Queries and Indexing
Without knowing the full set of “filters” to be used with the PS in practice, it’s hard to know what types of queries the PS will need to support. But it seems clear that filters will need to check whether Atoms satisfying certain simple criteria have been entered into the PS recently. For instance, it will be necessary to figure out
- what SoundNodes have been created in roughly the last half-second
- what ObjectNodes representing people have been created in roughly the last second
This suggests that it will be important for the PS to keep
- an index of the Nodes it contains, keyed on Atom type
- an index of Links by target
For instance, without a PeopleNode, whether a Node represents a person is determinable only via checking whether
InheritanceLink $X ConceptNode “person”
is fulfilled.
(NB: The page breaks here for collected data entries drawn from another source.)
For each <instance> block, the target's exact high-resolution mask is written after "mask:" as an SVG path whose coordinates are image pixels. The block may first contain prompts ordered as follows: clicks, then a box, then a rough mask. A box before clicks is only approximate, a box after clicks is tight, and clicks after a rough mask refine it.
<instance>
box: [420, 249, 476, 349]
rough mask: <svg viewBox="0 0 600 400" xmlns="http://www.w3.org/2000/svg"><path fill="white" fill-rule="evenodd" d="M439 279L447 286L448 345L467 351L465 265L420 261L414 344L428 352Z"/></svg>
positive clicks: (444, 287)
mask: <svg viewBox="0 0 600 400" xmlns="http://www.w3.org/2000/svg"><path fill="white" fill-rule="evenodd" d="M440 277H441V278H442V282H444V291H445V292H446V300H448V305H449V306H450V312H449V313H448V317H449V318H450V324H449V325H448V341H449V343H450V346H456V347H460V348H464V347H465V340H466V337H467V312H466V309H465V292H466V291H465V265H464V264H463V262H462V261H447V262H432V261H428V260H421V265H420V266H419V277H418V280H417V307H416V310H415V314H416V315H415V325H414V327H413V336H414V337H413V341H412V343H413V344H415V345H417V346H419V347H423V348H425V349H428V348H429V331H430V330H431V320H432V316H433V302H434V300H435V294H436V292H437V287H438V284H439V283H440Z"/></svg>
This requires a lookup of which InheritanceLinks point to the ConceptNode “person” from the key “person.”
A natural incremental development plan for the above ideas, for robotics applications, would seem to be
- 1) PS with a single sensor (no fusion)
- 2) PS with more than one sensor within the same perceptual view (simple fusion)
- 3) PS with multiple sensors coming from more than one perceptual view (full-on perceptual fusion)
For game-world applications, it would be natural to follow 1) instead with
- 1*) PS with basic object identification
- 1**) PS with basic event identification
-- whereas for robotics, 1* and 1** would naturally come after 3.
More work: Object and Event Identification
In the near-term Hanson Robotics applications, the recognition of objects and events is going to be done via statistical methods, outside the Atomspace, as a kind of perceptual pre-processing.
For game-world applications (e.g. Minecraft) and for further-future robotics applications, we will need to carry out basic object and event recognition within the PS. In humans, basic object recognition and event recognition are, subjectively, effectively instantaneous – we subjectively SEE the objects and events, not the pixels and optical flow, etc.
In a Minecraft-like game world, some relatively simple heuristics can be used to recognize when a set of contiguous blocks should be considered a distinct object. Given a set of identified objects, information-theoretic methods can be used to identify when a distinct event begins or ends (e.g. via the heuristic that event boundaries are local discontinuities in predictability).
In a robotics, context, object and event identification will generally be done outside the Atomspace, e.g. via a deep learning vision system (or a deep learning hierarchy ingesting multimodal data). However, there is a subtle point here, in that advanced object and event identification generally involves understanding of context, and this context is substantially contained in the Atomspace. So, we will need a dynamic wherein Atoms representing objects and events are placed in the PS from a deep learning hierarchy -- but this deep learning hierarchy is occasionally consulting the main Atomspace (or special Atomspaces containing long-term perceptual and episodic memory) for contextual information to aid it in its processing.
Think of these stages in a human brain analog as follows: the low-level perception of object locations and contours, sorting out overlap, associating sound location with visual confirmation, and other pre-semantic processing like the visual cortex. The Atomspace-external semantic processes that do things like categorize objects (face, donut, etc.) and their interactions with the atomspace for context setting and getting are like the visual association cortex. And the atomspace processes are like the higher cognitive processes that the visual association cortext interacts with.
This is advanced and not likely to get engineered in 2015, but needs to be mentioned here as it’s part of the overall architecture and larger picture.